26
Опять Геласий метал кровь, изрядно напачкав на полу, снова с кем-то ратовал, а после бессильно лежал на свалявшемся матраце, и Кира, не видя сопротивления, упрямо точила стариковскую душу, казнила его голову самыми погаными словами. Но от Геласия грозные речи нынче отскакивали, как от лиственничного корья, да и сам он зароговел, темно зачешуился, завялился шкурой, уже отставшей от сухой кости, и охотно уходил внутрь себя, затаивался в темном схороне – и вот добудь его оттуда. Геласий пластался на кровати, тешил себя блаженным состояньем духа, а сноха Кира пилила его напропалую, но частые гнусливые слова не проникали сквозь вставший колтуном волос и скомканное подушкой правое ухо, а левым старик не слышал вовсе еще с германской: едва слышный ручеек точился извне, из чужого подозрительного мира, от которого Геласий уже давно отсох.

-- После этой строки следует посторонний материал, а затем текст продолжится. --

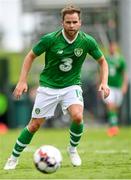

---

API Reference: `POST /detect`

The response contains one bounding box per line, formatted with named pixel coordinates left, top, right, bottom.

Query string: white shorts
left=32, top=85, right=83, bottom=119
left=104, top=87, right=123, bottom=106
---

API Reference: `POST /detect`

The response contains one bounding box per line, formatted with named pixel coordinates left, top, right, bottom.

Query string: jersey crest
left=74, top=48, right=83, bottom=57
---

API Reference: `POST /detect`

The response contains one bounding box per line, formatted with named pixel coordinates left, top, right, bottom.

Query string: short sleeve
left=32, top=35, right=50, bottom=56
left=88, top=37, right=103, bottom=60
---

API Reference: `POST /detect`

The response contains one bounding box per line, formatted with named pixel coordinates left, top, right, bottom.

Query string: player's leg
left=106, top=103, right=119, bottom=137
left=4, top=87, right=57, bottom=170
left=4, top=118, right=44, bottom=170
left=62, top=86, right=83, bottom=166
left=68, top=104, right=83, bottom=166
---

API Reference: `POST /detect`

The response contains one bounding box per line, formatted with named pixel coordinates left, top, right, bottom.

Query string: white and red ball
left=34, top=145, right=62, bottom=173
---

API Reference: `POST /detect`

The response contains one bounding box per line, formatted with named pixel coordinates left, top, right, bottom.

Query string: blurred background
left=0, top=0, right=131, bottom=128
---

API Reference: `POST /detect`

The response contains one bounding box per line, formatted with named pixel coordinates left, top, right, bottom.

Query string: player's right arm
left=13, top=50, right=36, bottom=99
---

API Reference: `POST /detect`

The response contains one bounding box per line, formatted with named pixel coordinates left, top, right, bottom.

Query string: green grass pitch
left=0, top=128, right=131, bottom=179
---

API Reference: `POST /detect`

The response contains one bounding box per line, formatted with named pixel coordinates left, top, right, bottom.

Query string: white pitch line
left=24, top=146, right=129, bottom=154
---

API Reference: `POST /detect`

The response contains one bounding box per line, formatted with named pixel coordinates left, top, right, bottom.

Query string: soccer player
left=4, top=5, right=109, bottom=170
left=104, top=42, right=128, bottom=136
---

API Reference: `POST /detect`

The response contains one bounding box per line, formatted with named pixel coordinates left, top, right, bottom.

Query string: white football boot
left=4, top=156, right=18, bottom=170
left=67, top=147, right=82, bottom=166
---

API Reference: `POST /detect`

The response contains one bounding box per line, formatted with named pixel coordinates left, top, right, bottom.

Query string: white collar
left=62, top=29, right=79, bottom=44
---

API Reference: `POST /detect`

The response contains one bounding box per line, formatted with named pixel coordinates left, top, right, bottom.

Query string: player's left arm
left=121, top=71, right=128, bottom=95
left=97, top=56, right=110, bottom=98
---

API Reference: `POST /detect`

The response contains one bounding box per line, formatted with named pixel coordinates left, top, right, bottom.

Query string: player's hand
left=13, top=82, right=28, bottom=99
left=98, top=84, right=110, bottom=99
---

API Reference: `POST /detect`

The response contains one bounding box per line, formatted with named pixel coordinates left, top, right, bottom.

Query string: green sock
left=70, top=121, right=84, bottom=147
left=12, top=127, right=34, bottom=157
left=107, top=111, right=118, bottom=126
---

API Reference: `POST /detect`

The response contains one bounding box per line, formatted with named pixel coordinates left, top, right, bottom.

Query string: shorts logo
left=74, top=48, right=83, bottom=57
left=35, top=108, right=40, bottom=114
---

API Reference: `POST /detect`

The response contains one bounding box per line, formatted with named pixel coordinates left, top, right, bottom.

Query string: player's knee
left=73, top=113, right=83, bottom=124
left=28, top=120, right=41, bottom=133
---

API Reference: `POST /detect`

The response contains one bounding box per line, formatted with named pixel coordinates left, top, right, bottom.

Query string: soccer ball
left=34, top=145, right=62, bottom=173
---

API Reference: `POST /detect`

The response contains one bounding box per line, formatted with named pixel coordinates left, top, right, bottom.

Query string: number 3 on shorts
left=76, top=89, right=83, bottom=102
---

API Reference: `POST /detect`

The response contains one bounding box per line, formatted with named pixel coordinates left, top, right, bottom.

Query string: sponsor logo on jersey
left=35, top=108, right=40, bottom=114
left=74, top=48, right=83, bottom=57
left=57, top=50, right=63, bottom=54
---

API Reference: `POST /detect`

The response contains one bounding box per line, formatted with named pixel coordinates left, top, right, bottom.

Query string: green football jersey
left=106, top=54, right=126, bottom=88
left=32, top=30, right=103, bottom=88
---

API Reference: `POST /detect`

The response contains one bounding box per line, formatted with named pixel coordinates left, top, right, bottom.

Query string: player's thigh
left=32, top=87, right=58, bottom=119
left=61, top=86, right=84, bottom=114
left=68, top=104, right=83, bottom=121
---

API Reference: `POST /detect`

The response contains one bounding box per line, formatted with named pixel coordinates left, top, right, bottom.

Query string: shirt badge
left=74, top=48, right=83, bottom=57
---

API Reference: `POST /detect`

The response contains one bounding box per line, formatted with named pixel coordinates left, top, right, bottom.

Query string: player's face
left=62, top=13, right=81, bottom=40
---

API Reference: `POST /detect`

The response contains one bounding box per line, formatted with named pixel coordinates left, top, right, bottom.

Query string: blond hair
left=61, top=5, right=81, bottom=20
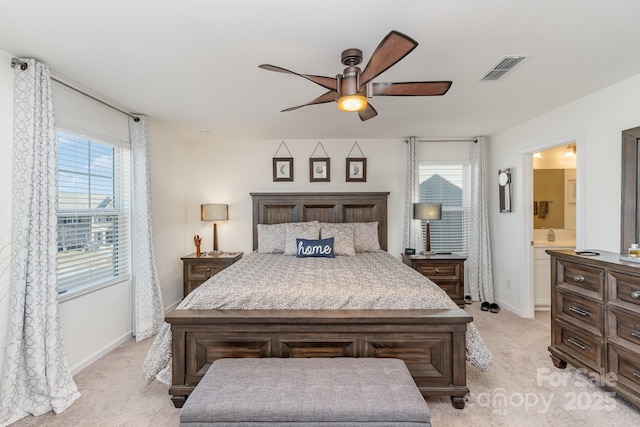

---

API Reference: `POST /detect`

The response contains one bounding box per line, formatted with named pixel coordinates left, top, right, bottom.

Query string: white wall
left=0, top=51, right=13, bottom=384
left=488, top=75, right=640, bottom=313
left=149, top=120, right=189, bottom=310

Баринов Пиотр Донович переступил порог и по той густой запашине, шибанувшей в нос, сразу понял, что угодил по адресу: здесь доживал восьмидесятилетний человек (говорят, колдун), наверное знающий заговоры и старины. Было часа четыре, сумрак уже располагался по-за углам, но света пока не включали, и только закоченевшие стекла с крохотными протайками едва впускали розовый меркнущий день. На улице было радостно от вольного голубого света и мартовского солнца, и потому Баринов входил в избу с особой неохотой: он смутно разглядел немощного поваленного деда и скоро решил, что, пожалуй, работы здесь будет мало. Хозяйка не шевельнулась возле окна, лишь пристально и подозрительно уставилась на гостей. Но в промятой глубине кровати что-то смутно зашевелилось, оттуда густо, задышливо прикрикнули:
– Эй, ты, баба, не томи гостей. Не вишь, гости?

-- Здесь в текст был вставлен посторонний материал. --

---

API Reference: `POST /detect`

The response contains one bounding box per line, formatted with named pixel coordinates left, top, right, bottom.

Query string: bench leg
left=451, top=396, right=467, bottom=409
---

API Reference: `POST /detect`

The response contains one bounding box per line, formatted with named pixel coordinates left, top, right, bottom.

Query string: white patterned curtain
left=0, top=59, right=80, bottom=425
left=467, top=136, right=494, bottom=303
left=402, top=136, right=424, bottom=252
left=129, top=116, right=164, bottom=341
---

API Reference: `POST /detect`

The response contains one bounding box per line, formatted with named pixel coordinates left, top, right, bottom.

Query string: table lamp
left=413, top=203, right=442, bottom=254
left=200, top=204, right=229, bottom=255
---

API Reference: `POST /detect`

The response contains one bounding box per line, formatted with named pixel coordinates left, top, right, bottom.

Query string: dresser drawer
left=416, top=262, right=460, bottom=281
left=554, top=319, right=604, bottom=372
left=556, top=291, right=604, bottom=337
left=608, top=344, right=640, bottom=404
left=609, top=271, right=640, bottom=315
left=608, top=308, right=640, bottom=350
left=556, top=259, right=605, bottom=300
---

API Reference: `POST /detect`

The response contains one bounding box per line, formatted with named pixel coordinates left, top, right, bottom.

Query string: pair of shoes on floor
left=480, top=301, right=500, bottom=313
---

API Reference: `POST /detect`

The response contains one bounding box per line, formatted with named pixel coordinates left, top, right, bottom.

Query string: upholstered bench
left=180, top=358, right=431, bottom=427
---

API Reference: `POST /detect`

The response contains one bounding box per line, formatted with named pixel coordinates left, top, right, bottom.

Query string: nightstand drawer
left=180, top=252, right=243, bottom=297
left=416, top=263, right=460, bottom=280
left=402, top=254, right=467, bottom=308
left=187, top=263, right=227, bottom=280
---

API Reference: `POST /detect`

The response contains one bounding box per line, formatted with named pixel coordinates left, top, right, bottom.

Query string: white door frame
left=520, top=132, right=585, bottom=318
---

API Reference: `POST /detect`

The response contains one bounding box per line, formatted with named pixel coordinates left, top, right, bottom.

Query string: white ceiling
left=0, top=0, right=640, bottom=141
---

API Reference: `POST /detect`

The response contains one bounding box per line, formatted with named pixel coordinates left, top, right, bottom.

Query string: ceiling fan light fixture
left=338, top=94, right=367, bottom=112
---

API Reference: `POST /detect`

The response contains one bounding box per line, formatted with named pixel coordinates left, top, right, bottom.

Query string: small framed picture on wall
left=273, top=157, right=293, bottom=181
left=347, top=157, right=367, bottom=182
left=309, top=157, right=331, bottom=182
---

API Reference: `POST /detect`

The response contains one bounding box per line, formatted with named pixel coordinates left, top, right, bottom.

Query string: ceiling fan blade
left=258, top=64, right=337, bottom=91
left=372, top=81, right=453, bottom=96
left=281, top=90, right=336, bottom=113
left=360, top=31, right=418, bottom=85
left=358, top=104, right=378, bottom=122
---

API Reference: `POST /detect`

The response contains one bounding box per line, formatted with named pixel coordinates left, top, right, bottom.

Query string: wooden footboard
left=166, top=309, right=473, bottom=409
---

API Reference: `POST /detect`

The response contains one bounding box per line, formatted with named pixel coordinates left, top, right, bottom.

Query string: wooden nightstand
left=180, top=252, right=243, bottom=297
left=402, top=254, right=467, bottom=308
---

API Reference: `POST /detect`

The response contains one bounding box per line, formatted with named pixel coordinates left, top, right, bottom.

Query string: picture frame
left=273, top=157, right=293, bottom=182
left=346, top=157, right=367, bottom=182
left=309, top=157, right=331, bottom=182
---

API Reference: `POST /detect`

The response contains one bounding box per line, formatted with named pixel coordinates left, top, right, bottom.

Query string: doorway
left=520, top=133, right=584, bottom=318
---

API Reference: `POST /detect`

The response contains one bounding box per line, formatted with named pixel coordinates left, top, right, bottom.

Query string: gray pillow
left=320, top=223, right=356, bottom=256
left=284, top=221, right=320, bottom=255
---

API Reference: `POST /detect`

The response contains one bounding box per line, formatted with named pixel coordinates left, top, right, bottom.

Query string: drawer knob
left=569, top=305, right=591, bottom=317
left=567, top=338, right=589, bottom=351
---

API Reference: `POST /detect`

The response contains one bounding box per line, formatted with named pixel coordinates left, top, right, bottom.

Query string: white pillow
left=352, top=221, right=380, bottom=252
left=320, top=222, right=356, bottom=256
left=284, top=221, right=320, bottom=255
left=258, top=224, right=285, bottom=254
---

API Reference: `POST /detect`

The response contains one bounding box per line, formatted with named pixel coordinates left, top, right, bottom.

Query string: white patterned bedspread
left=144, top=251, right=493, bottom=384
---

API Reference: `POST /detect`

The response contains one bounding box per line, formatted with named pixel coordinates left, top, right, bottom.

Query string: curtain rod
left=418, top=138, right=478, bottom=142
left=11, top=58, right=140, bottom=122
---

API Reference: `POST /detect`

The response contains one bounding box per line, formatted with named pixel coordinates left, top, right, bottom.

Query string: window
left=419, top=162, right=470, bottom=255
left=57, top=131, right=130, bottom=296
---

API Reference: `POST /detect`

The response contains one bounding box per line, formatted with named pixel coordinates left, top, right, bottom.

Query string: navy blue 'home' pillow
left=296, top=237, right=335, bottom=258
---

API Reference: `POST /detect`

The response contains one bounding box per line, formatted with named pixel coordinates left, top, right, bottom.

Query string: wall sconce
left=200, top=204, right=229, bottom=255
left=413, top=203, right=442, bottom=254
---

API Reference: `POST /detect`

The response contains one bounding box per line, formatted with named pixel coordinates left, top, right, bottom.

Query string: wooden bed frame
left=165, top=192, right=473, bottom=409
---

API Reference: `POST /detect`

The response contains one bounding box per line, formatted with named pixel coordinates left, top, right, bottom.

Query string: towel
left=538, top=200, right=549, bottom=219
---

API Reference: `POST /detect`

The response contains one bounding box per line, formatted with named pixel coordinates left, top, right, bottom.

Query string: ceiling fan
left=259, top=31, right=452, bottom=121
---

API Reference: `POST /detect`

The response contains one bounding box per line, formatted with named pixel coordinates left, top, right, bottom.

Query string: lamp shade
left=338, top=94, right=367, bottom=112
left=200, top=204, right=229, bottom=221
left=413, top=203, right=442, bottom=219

Женщина прошла враскачку, коснувшись бедром Баринова, у порога включила свет и снова села у окна, зажав в толстых коленях махровые полы халата. Пиотр Донович уже после разглядел ее клюквенно-яркий накусанный рот, готовый брызнуть кровью, и темный пушок над верхней губой и поразился какой-то откровенной и жадной хищности во всем ее грубом сладострастном лице. А сейчас он видел лишь старика, его куропачьи белую струистую бороду и эмалевой холодности глаза. Они казались каменными и вовсе слепыми, и электрический свет отражался от выцветшего зрачка, не проникая в его глубину. И только по неожиданной багровости крутых скул да едва видному колыханью впалой груди понималось, что человек жив.
– Я крест ходячий, – вдруг сказал Геласий, не шевельнув губами: из волосяных недр выпехнулись эти странные Баринову слова.

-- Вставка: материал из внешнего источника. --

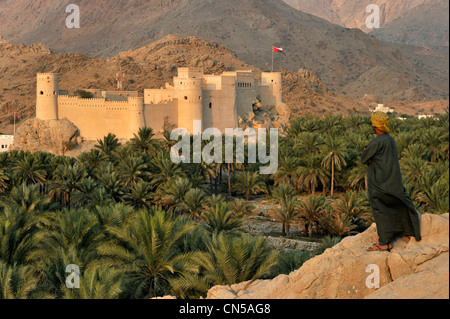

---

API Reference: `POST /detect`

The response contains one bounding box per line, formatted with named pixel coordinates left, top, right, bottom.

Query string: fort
left=36, top=68, right=284, bottom=140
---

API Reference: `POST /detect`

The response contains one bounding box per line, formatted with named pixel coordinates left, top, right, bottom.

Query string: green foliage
left=0, top=114, right=449, bottom=299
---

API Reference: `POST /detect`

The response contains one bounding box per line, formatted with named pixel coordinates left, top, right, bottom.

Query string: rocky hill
left=0, top=0, right=448, bottom=101
left=370, top=0, right=449, bottom=49
left=207, top=214, right=449, bottom=299
left=0, top=36, right=368, bottom=134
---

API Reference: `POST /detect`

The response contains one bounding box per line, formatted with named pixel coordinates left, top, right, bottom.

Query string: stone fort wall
left=36, top=68, right=283, bottom=140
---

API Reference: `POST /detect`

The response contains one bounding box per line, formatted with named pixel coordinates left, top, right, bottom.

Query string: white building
left=0, top=135, right=14, bottom=153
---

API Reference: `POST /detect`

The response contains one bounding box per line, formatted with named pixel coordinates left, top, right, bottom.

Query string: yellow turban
left=372, top=112, right=389, bottom=132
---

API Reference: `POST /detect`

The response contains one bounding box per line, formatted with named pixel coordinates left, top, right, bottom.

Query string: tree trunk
left=227, top=163, right=231, bottom=197
left=330, top=162, right=334, bottom=197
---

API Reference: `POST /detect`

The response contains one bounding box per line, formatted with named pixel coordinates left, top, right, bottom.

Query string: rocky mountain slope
left=0, top=36, right=368, bottom=133
left=370, top=0, right=449, bottom=49
left=284, top=0, right=449, bottom=47
left=0, top=0, right=448, bottom=101
left=207, top=214, right=449, bottom=299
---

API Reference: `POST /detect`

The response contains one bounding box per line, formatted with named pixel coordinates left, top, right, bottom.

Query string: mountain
left=284, top=0, right=449, bottom=47
left=370, top=0, right=449, bottom=47
left=0, top=36, right=368, bottom=133
left=0, top=0, right=448, bottom=101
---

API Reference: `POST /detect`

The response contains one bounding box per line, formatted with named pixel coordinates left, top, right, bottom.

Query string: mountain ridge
left=0, top=0, right=448, bottom=101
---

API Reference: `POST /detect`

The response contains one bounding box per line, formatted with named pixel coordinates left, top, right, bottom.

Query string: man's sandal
left=367, top=244, right=392, bottom=252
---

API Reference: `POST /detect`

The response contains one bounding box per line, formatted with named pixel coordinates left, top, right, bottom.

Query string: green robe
left=361, top=133, right=422, bottom=245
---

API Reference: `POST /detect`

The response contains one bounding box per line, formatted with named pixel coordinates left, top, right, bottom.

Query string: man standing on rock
left=361, top=112, right=422, bottom=251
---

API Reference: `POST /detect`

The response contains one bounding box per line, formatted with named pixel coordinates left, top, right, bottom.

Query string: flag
left=273, top=46, right=284, bottom=53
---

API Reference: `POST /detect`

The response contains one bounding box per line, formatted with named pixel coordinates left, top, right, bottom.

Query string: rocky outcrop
left=207, top=214, right=449, bottom=299
left=13, top=118, right=79, bottom=155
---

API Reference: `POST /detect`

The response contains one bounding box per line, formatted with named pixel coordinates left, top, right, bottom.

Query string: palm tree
left=347, top=162, right=369, bottom=192
left=78, top=148, right=108, bottom=169
left=150, top=151, right=185, bottom=188
left=331, top=192, right=373, bottom=227
left=73, top=177, right=98, bottom=208
left=50, top=163, right=87, bottom=208
left=130, top=127, right=160, bottom=155
left=272, top=155, right=300, bottom=186
left=299, top=195, right=325, bottom=238
left=98, top=209, right=194, bottom=298
left=322, top=136, right=347, bottom=197
left=0, top=168, right=9, bottom=193
left=294, top=132, right=323, bottom=155
left=202, top=203, right=244, bottom=234
left=0, top=207, right=40, bottom=266
left=400, top=157, right=430, bottom=183
left=298, top=156, right=329, bottom=195
left=93, top=162, right=125, bottom=202
left=320, top=210, right=358, bottom=238
left=271, top=184, right=300, bottom=238
left=94, top=133, right=120, bottom=156
left=62, top=267, right=123, bottom=300
left=28, top=209, right=104, bottom=298
left=401, top=143, right=427, bottom=159
left=423, top=127, right=445, bottom=162
left=0, top=184, right=53, bottom=214
left=417, top=172, right=449, bottom=214
left=123, top=181, right=153, bottom=209
left=179, top=188, right=206, bottom=220
left=230, top=198, right=255, bottom=216
left=12, top=153, right=47, bottom=186
left=117, top=155, right=149, bottom=188
left=0, top=259, right=43, bottom=299
left=155, top=177, right=192, bottom=212
left=322, top=115, right=342, bottom=135
left=172, top=232, right=278, bottom=298
left=234, top=171, right=266, bottom=201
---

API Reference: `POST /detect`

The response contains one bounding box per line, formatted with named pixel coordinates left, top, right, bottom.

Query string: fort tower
left=261, top=72, right=284, bottom=105
left=128, top=97, right=145, bottom=138
left=173, top=68, right=203, bottom=134
left=36, top=73, right=59, bottom=120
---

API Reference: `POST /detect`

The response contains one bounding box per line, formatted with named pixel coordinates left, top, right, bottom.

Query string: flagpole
left=272, top=48, right=275, bottom=73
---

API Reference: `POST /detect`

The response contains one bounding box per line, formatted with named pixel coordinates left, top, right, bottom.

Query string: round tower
left=128, top=97, right=145, bottom=138
left=174, top=77, right=203, bottom=134
left=36, top=73, right=59, bottom=120
left=261, top=72, right=284, bottom=105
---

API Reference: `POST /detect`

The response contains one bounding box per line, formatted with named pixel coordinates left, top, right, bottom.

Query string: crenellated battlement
left=36, top=67, right=283, bottom=139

– Это что-то означает, наверное?
– Да не слушайте вы его. Заклинило, вот и мелет всякую ерунду, – отозвалась от окна хозяйка. – Он нас скорей до креста доведет, дурак сивый.
Но Геласий Созонтович не обратил на ворчливые слова внимания, перед ним были новые, не деревенские люди, с иным умом и чутьем, особенно этот, высокий, гривастый – и старику хотелось высказаться:
– Ежели бы мать сыра земля не родила да не вскормила, то и никому бы не бывать. Кормит, поит, потом и к себе возьмет, а сама все жива будет. Такие мои мысли... В себя лишь верю и в землю свою.
– Но в чего-то, помимо себя, должен верить человек? В народ, например, – растерянно возразил Баринов, не ожидавший такого разговора и не готовый к нему.
– Еще в совестную правду... Стоит природно, сама по себе, сама собой владеет земля. Земле наши страданья ни к чему, но для чего мы страдаем? Скажи...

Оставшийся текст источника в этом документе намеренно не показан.